Which actions do you think we should prioritize to reduce existing barriers to nature-based methods?
We need to have open spaces for dialogue — spaces for technical support to learn about how nature-based methods work — because in many cases we are totally unaware of them. The space we had at the Flood Green Guide training was very valuable because we saw that these projects are viable and, in many cases, they are extremely practical and low-cost compared to traditional methods. But we need to be able to generate those discussion spaces and strengthen the capacities of decision makers to generate a broader map of existing solutions. Through these discussions, we come to understand that floods can be managed with a mix of methods, using both gray infrastructure projects and nature-based methods.
Have you noticed a change in the frequency or intensity of floods in Guatemala compared to past events? How are you integrating uncertainty, for example related to climate change, in the flood management process at the ICC?
Yes, definitely. It is evident that due to climatic variability that there have been changes in the annual patterns of the two main seasons in Guatemala. We have experienced multiple rain events that are highly concentrated in a short period of time, and that have an extremely high level of impact in the lower watershed. It is clear that the weather pattern has been altered.
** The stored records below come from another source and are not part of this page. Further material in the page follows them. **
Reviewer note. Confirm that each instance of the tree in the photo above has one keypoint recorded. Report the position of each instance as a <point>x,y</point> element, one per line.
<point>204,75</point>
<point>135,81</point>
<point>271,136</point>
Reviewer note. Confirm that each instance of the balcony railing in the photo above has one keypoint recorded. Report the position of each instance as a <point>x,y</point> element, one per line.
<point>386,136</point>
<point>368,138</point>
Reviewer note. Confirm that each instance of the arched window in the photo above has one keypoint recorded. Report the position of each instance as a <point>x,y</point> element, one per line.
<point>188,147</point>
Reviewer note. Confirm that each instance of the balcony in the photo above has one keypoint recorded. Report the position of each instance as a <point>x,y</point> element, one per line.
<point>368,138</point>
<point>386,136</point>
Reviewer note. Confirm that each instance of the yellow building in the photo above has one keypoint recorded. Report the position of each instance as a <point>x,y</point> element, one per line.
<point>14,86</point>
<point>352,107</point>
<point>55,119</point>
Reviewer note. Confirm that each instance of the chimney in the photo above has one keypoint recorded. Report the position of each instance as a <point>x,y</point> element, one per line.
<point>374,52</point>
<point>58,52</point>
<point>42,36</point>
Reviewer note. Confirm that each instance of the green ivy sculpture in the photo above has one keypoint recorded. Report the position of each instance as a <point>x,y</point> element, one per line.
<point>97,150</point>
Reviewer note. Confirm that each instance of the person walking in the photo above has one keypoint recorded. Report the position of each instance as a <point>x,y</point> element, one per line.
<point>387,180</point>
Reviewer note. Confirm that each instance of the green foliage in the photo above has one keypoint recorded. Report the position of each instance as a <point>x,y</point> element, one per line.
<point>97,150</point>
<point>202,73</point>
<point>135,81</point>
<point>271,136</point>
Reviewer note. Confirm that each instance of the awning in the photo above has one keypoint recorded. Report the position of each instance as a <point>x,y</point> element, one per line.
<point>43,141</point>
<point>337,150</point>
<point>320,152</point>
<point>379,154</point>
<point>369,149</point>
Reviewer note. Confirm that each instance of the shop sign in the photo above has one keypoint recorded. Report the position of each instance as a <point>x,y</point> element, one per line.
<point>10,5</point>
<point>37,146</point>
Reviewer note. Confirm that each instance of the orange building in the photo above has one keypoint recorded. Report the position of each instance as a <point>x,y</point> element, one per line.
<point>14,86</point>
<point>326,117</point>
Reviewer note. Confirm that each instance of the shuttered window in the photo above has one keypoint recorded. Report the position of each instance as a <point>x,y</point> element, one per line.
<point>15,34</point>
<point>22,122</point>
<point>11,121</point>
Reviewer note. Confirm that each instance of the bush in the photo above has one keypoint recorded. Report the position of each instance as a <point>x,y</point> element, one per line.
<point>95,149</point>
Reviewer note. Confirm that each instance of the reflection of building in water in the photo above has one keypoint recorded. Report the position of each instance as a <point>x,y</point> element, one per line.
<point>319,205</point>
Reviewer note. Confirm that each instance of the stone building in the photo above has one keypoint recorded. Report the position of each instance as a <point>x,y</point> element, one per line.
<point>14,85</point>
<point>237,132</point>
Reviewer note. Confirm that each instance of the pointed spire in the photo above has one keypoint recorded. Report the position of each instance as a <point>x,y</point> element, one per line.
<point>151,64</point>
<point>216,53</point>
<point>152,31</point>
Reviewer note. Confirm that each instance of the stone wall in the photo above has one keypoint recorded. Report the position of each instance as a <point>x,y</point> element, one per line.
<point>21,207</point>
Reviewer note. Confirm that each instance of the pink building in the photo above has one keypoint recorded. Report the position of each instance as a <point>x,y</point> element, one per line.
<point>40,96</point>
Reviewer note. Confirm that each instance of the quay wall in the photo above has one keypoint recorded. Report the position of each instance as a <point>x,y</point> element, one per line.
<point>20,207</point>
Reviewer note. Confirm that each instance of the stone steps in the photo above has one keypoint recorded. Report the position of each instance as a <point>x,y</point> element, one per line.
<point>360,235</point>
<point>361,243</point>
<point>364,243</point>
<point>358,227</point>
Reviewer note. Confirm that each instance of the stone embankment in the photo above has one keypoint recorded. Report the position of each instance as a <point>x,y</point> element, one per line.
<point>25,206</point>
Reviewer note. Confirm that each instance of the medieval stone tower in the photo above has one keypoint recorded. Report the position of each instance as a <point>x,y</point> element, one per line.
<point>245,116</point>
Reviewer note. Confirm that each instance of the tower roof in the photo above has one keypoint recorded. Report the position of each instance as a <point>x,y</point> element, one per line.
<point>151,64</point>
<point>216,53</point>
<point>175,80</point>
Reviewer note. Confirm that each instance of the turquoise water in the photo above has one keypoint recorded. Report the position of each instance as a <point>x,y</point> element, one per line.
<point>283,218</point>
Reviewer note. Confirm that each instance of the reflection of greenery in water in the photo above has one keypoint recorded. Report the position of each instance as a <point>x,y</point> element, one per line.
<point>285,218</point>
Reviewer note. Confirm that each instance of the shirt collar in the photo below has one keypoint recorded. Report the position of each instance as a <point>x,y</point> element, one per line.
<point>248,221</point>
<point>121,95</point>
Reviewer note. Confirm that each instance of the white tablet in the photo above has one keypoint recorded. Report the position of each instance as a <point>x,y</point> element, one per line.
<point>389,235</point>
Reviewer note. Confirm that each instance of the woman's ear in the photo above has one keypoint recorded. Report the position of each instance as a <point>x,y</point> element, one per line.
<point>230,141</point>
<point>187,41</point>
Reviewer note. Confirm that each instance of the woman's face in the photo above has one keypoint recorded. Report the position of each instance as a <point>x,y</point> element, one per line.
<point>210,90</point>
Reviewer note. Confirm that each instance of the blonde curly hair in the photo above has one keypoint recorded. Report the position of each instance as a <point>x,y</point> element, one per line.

Regarding uncertainty, we address it through monitoring stations and historical records to be able to predict and establish trends. We have a network of stations (37 strategically located meteorological stations), from the highlands to the coastal zone. We also have hydrometric stations to measure river flows and generate projections and modeling to be able to predict certain patterns. However, certain processes have been altered so much that two rainy season patterns may be completely different, which has made this process much more difficult.
Which tools and concepts did you learn in the training that will be useful for your work? How are you planning to apply those?
I loved getting to know the Flood Green Guide methodology, and I see it as extremely flexible to be able to work on risk-related research projects, but one of the things that caught most of my attention was understanding the landscape as a single interconnected space – a concept very related to our work. It is something that at the local level and at the government level is still not fully addressed. We have not yet implemented comprehensive actions from the upper part of the watershed to the lower part.
Also, something that is going to help me a lot personally, is to be able to consider the social component and integrate it into the risk assessment process. Many times, this aspect is omitted in research and risk analysis work. In fact, this year I started working on the social analysis part for a specific watershed and I already have my methodology thanks to the Flood Green Guide!
One of the most valuable things about the guide is that we can adapt it to projects we are working on. In fact, in one of our projects we recommend the Flood Green Guide as a tool that can be very useful for managing not only floods, but risk in general. We are also participating in a dialogue table in the coastal area where we want to strongly promote this methodology.